The Environmental Change Initiative at Brown University, the Earth Institute at Columbia University, the Ecosystems Center of the Marine Biological Laboratory in Woods Hole, Moi University in Kenya, and Sokoine University in Tanzania offer graduate fellowships at Brown and Columbia in an exciting new cross-cutting natural and social science Partnership for International Research and Education (PIRE) project in Africa. The project will examine how agricultural interventions designed to increase crop yields in African Millennium Villages influence land-use patterns and the degradation or enhancement of soils, biodiversity and other ecosystem services and human wellbeing at both local and regional scales.

We seek PhD students who will pursue research in Africa in the fields of remote sensing, ecology, sociology or economics and who desire training that cuts across traditional disciplinary boundaries and who want to apply their work to pressing problems of human welfare and the environment. Students will enroll in the Departments of Ecology and Evolutionary Biology, Geological Sciences, Sociology or Economics at Brown or the Departments of Ecology, Evolution and Environmental Biology, Earth and Environmental Sciences or the PhD program in Sustainable Development at Columbia.
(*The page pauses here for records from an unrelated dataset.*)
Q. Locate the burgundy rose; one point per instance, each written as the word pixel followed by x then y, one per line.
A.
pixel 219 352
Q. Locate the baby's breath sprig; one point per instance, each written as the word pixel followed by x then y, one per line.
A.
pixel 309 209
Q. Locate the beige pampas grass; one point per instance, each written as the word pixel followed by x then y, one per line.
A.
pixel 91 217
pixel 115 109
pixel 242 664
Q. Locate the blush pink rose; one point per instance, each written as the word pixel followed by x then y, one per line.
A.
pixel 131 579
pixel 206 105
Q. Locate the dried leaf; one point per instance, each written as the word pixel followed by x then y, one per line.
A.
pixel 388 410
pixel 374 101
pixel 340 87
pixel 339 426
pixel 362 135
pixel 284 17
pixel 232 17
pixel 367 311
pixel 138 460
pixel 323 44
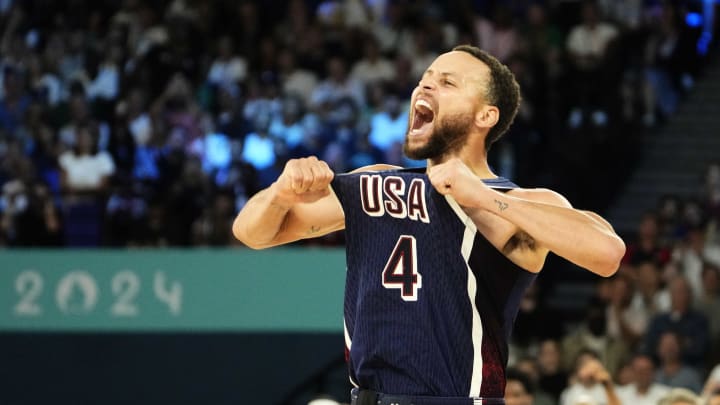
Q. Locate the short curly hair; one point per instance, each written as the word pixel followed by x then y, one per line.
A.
pixel 503 92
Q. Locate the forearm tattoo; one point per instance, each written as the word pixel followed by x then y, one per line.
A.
pixel 502 206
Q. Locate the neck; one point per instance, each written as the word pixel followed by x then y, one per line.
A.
pixel 472 155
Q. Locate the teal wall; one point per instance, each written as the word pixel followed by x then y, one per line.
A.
pixel 237 290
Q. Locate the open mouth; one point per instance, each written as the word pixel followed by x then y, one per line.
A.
pixel 422 118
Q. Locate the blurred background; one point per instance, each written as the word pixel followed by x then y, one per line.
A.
pixel 132 132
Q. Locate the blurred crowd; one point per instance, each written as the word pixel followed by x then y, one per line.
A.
pixel 650 331
pixel 150 123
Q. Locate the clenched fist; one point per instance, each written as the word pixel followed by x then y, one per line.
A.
pixel 303 180
pixel 454 178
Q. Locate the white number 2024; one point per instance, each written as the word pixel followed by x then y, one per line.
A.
pixel 125 287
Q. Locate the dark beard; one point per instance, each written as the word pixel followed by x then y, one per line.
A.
pixel 448 136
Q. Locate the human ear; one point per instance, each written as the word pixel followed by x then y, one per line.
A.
pixel 487 117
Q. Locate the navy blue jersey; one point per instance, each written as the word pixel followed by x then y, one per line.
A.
pixel 429 302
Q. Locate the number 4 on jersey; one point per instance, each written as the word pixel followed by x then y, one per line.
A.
pixel 401 269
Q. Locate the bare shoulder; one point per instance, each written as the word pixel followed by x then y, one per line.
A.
pixel 543 195
pixel 376 168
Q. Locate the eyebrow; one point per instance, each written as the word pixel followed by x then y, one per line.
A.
pixel 445 74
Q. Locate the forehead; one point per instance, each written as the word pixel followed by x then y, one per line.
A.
pixel 460 64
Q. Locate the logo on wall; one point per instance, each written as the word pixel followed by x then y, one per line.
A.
pixel 77 293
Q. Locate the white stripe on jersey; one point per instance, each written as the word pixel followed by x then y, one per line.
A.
pixel 348 341
pixel 348 344
pixel 477 330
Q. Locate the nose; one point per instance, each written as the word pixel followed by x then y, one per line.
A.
pixel 426 83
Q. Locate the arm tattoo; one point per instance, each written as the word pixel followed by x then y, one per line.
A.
pixel 501 205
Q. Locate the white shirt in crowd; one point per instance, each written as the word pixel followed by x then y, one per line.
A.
pixel 88 171
pixel 578 394
pixel 628 394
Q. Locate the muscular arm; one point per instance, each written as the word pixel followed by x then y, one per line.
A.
pixel 581 237
pixel 545 221
pixel 300 204
pixel 267 220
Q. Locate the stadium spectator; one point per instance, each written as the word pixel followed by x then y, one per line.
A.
pixel 642 390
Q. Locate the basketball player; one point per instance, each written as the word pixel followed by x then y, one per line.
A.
pixel 437 259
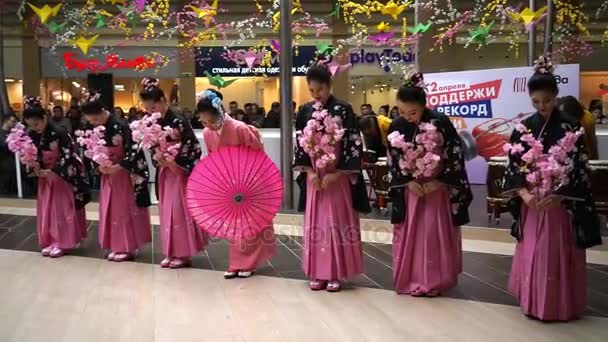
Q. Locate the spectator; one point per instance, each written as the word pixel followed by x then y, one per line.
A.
pixel 8 177
pixel 248 107
pixel 60 119
pixel 394 113
pixel 273 118
pixel 366 109
pixel 374 133
pixel 596 111
pixel 132 115
pixel 241 116
pixel 384 110
pixel 233 107
pixel 75 117
pixel 189 115
pixel 257 116
pixel 119 113
pixel 570 106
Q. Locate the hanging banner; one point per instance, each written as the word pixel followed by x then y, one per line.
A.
pixel 488 104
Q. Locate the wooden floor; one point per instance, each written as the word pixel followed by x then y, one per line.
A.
pixel 86 299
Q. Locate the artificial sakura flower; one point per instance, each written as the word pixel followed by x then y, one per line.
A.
pixel 320 136
pixel 19 142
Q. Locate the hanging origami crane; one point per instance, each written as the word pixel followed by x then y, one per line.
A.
pixel 528 17
pixel 55 27
pixel 84 44
pixel 382 38
pixel 419 28
pixel 140 5
pixel 480 34
pixel 101 19
pixel 206 12
pixel 392 9
pixel 323 49
pixel 275 45
pixel 218 81
pixel 335 67
pixel 46 11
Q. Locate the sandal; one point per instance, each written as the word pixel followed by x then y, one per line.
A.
pixel 165 263
pixel 245 274
pixel 46 251
pixel 334 286
pixel 318 285
pixel 180 263
pixel 230 274
pixel 57 253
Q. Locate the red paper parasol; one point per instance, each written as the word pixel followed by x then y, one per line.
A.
pixel 234 193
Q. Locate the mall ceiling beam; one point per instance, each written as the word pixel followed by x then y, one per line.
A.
pixel 548 48
pixel 532 38
pixel 286 100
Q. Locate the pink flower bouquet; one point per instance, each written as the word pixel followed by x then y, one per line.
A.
pixel 421 159
pixel 148 134
pixel 94 145
pixel 544 173
pixel 19 142
pixel 320 136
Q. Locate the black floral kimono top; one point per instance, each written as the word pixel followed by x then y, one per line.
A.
pixel 453 174
pixel 69 166
pixel 133 160
pixel 190 151
pixel 586 222
pixel 349 160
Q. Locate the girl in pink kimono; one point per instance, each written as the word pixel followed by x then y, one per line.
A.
pixel 334 194
pixel 180 238
pixel 62 188
pixel 221 130
pixel 124 219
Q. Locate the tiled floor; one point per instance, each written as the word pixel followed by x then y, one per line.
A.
pixel 484 278
pixel 77 299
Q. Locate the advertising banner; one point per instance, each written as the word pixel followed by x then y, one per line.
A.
pixel 488 103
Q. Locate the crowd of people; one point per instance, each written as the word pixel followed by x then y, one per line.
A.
pixel 430 190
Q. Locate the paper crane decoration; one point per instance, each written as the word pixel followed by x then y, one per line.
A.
pixel 101 19
pixel 324 49
pixel 218 81
pixel 140 5
pixel 480 34
pixel 335 67
pixel 207 12
pixel 383 27
pixel 130 14
pixel 419 28
pixel 46 11
pixel 56 28
pixel 336 11
pixel 529 17
pixel 84 44
pixel 392 9
pixel 382 38
pixel 275 45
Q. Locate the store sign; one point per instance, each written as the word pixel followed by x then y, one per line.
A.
pixel 215 62
pixel 380 57
pixel 488 104
pixel 71 61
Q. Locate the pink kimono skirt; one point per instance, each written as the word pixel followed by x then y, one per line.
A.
pixel 548 272
pixel 180 238
pixel 332 236
pixel 123 226
pixel 60 224
pixel 427 252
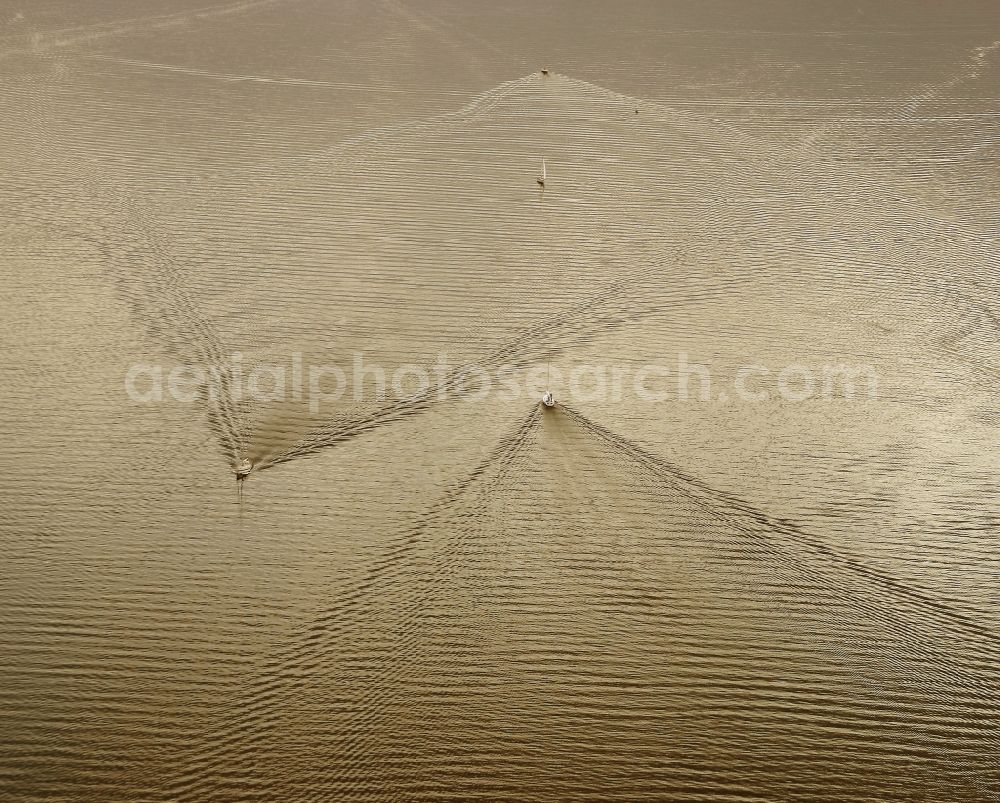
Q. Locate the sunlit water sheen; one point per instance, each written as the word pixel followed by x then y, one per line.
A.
pixel 435 599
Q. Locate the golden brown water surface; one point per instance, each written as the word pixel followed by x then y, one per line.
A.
pixel 426 598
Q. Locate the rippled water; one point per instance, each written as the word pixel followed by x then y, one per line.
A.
pixel 427 598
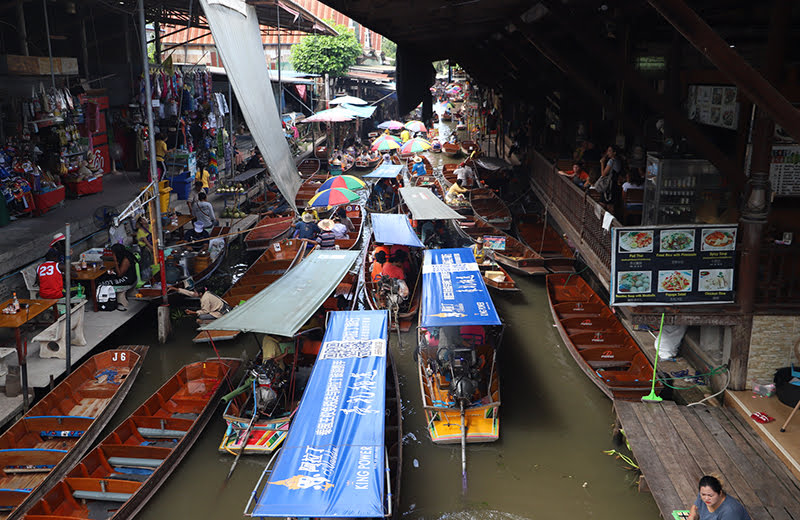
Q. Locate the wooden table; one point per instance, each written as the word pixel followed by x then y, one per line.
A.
pixel 90 275
pixel 16 321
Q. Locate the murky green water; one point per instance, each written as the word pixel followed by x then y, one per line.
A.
pixel 549 461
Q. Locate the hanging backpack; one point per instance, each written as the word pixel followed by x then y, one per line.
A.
pixel 106 298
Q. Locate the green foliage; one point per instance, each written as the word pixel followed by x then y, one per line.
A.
pixel 317 54
pixel 389 48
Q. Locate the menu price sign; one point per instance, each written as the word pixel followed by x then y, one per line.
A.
pixel 673 265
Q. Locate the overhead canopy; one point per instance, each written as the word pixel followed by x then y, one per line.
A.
pixel 332 463
pixel 385 171
pixel 283 307
pixel 394 229
pixel 424 205
pixel 237 35
pixel 453 292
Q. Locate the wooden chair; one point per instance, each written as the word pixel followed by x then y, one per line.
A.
pixel 632 201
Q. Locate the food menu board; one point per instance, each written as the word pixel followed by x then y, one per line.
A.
pixel 713 105
pixel 673 265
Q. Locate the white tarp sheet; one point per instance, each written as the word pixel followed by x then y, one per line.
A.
pixel 234 26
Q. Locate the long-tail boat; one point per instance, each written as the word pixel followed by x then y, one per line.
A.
pixel 597 340
pixel 542 238
pixel 267 230
pixel 490 207
pixel 119 476
pixel 58 430
pixel 506 249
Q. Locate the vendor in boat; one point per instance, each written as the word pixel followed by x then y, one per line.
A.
pixel 197 237
pixel 713 503
pixel 211 305
pixel 418 168
pixel 456 193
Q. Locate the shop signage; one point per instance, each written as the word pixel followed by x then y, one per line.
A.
pixel 673 265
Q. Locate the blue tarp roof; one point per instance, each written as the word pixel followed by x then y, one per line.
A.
pixel 453 292
pixel 394 229
pixel 332 463
pixel 385 171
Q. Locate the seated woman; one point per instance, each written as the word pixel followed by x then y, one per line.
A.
pixel 122 276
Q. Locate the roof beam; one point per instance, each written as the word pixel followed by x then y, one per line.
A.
pixel 730 63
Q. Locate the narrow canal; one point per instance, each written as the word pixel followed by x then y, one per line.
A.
pixel 549 462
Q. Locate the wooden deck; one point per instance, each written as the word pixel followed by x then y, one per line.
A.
pixel 676 445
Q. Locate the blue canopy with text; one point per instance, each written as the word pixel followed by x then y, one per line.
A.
pixel 453 292
pixel 394 229
pixel 332 463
PIRE students will work with teams of mentors at Brown, Columbia and MBL and collaborate with faculty partners at Moi and Sokoine Universities.

 

Downloads: (pdf format) Full Project Description 1-Page Flyer

Contacts: Contact faculty directly, or the people below for more information:

Sara Lizzo at Columbia University, 212-851-5833, sel2139 at columbia.edu

Martha Downs at Brown University 401-863-3493, Martha_Downs at brown.edu

Jill Holdren at the Marine Biological Laboratory 508-289-7715, jholdren at mbl.edu

NeuroPracticum

Professors Anne Hart and  Christopher Moore of Brown University organized an eight day neuro practicum for Brown Neuroscience graduate students and NIH GPP first year students January 5-12, 2013 at the MBL featuring lectures by both Brown and MBL Faculty.

The course provided intensive training in multiple leading methods in Neuroscience research, including behavioral, genomic, pharmacological, optogenetic, microscopy and electrophysiological (intracellular in vitro and extracellular in vivo). Students used four different experimental preparations in models ranging from invertebrate to mammalian systems.  Key emphases of the course were hands-on experience and learning appropriate data analysis and handling for the several kinds of measurements taken.  Course participants also attended research seminars from other MBL faculty followed by discussion.